Anti-Chavez Venezuelan General fights like a boss:
One of Venezuelan President Nicolas Maduro’s most outspoken critics has become the latest rally cry for opposition protesters after engaging in an armed standoff with security forces Sunday.
Retired army Gen. Angel Vivas sported a flak jacket, assault rifle and handgun as he defiantly addressed dozens of neighbours from the balcony of his home in eastern Caracas.
“I’m not going to surrender,” the 57-year-old Vivas yelled to a crowd of cheering followers.
Supporters rushed to Vivas’s defence after he announced to his 100,000-plus followers on Twitter that a group of “Cuban and Venezuelan henchmen” had come looking for him. The officers withdrew after the crowd built barricades outside Vivas’s house. Vivas’s lawyer said they didn’t have an arrest order.
Maduro on Saturday ordered Vivas’s arrest for allegedly encouraging students to stretch wire across streets where they’ve set up barricades in recent weeks. The president blames the apparent booby trap for the death of a government supporter who raced into a barricade on a motorcycle.
Vivas, one of the government’s fiercest critics in the frequently vicious world of Venezuelan social media, rose to prominence in 2007 when he resigned as head of the Defence Ministry’s engineering department rather than order his subalterns to swear to the Cuban-inspired oath “Fatherland, socialism or death.”
The standoff Sunday occurred after hundreds of grandparents danced and paraded their way to the presidential palace to express support for Maduro, who is struggling to contain a wave of anti-government protests that have left at least 10 people dead and more than 100 injured.
Speaking at the rally, Maduro invited sectors of the opposition as well religious and labour leaders to participate in a meeting Wednesday to discuss ways to restore calm in Venezuela.
He also said he hoped that the opposition’s two-time presidential candidate, Henrique Capriles, governor of Miranda state, attends a meeting Monday with local authorities to discuss ways to reduce crime, one of the main drivers of the protests.
Source: http://www.cbc.ca/news/world/angel-vivas-retired-venezuelan-general-resists-arrest-1.2548864
The only thing the CBC got wrong is that in Venezuela they don’t say fatherland, they say “motherland” or “madre patria,” just like the Russians. It’s the Germans that say fatherland or “vaterland.”

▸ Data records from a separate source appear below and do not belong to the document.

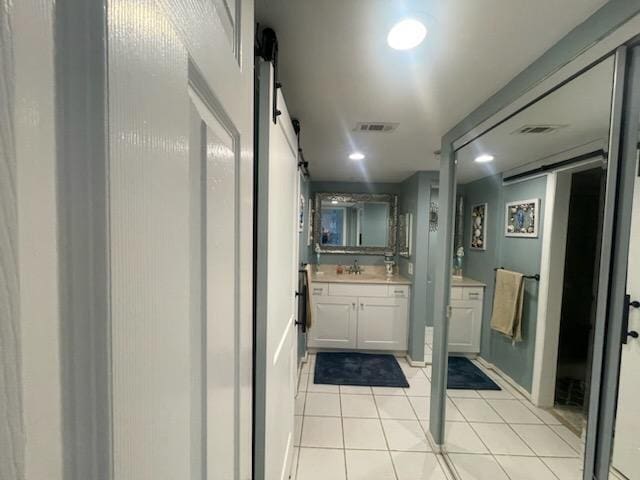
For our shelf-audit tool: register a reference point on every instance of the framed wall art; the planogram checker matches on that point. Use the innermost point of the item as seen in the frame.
(522, 218)
(479, 227)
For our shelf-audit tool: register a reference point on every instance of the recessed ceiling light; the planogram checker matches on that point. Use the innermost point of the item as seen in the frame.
(406, 34)
(484, 158)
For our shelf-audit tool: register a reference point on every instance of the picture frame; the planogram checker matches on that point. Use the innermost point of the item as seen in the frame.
(522, 218)
(478, 230)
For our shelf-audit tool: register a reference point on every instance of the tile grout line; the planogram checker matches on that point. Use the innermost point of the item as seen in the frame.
(386, 440)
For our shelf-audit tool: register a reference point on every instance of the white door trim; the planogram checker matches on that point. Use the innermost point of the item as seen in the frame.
(554, 241)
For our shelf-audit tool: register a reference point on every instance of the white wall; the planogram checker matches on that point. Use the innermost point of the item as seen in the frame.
(30, 360)
(150, 44)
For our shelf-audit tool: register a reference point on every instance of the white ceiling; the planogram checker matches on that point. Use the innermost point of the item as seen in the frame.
(582, 106)
(337, 70)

As for his tactical rifle, I doubt the average Venezuelan can legally own one of those, so perhaps this was a privilege he got during his days in the military.
This man reminds me of Spartacus, the last episode of the series is named “Victory” even though his army is defeated. Spartacus’ Victory is dying a free man.
This is what the gun haters don’t understand, they think life is worth living even if you have to live as a slave.
We know better.
Our enemies accuse Jefferson of being racist for saying “no freemen shall be debarred of arms,” and their alternative is to make all men equally unarmed. Yet to us that is making all of us slaves. In a free country, we have a choice, we can choose to be armed and proactive or unarmed and reactive.
We can choose the individual security of a firearm or the uncertainty of being unarmed.
I choose guns because I refuse to live like a slave. I refuse to call any man my Dominus. I am the Master of my life, and no slave shall convince me to share his bonds of submission.